The story is thus full of some iconic imagery like the Cybermen stomping up the stairs over the dead bodies of their enemies, bursting out of cold storage like on Telos, and wandering damaged down the corridor. One surprisingly striking well-done new effect is that of the Cyberman being frozen in the door by the matter manipulator. It really catches your eye. Of course the plot twist of the freighter hurtling back in time to bring about the very extinction of the dinosaurs that had been discussed in the cave full of fossils is amazing. The story also has a lot of strong characters (even when they seem to be odd choices like the jaded captain being played by a refined-looking old woman) and some real moments of sadness when people like Kyle are gunned down.

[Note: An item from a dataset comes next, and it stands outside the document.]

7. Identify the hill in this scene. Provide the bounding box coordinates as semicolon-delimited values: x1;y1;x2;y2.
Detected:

The familial squabbling of the TARDIS crew is ratcheted up again with the Doctor clearly playing a father dealing with a whiny teenage son Adric. This “family” feel is again put in place to make the later grief of his loss stronger. Meanwhile, it’s kind of a surprise to suddenly see “Battle Tegan” jumping into the fray with guns blazing. It makes an interesting arc for her character. Of course, the prime scene comes when they have to watch Adric die in the crash. I’d forgotten how it seems a triumphant moment for the Doctor at first when he realizes that the freighter’s crash is part of established history—a celebration that is sadly undercut with the radio transmission from the lieutenant that Adric is still on board. The reactions of Tegan and Nyssa are quite good. Considering Matthew Waterhouse was known as not having the most stellar performances, Adric’s last scenes–particularly his wistful “Now I’ll never know if I was right” and the scene of him holding his brother’s belt to his cheek–are amazingly well done.
Best (or worst) unsettling moments:
Adric’s death is underscored by the silent credits over his broken star and definitely leaves the strongest ending impression of the story. However, the entire opening sequence in the mines is also quite tense. As we keep seeing the faceless figures slipping through the shadows and the dots representing people on the screen suddenly blinking out at their deaths, it’s rather a horrific and helpless feeling progression. All the more so when they show the bubbling mess left behind by the blast from the androids as all that remains.
- “Braveheart, Tegan.”
The laser effects of the soldiers guns are not very well-placed and make the battle scenes look rather silly. (I also think it was a poor choice to have the sleek androids blasts sound like nothing more than gunshots.) In terms of story, how is it the Earth is having a huge multi-planet convention to sign a pact uniting to fight the Cybermen across the galaxy and yet not one of the crew or army people recognizes or even knows what a Cyberman is?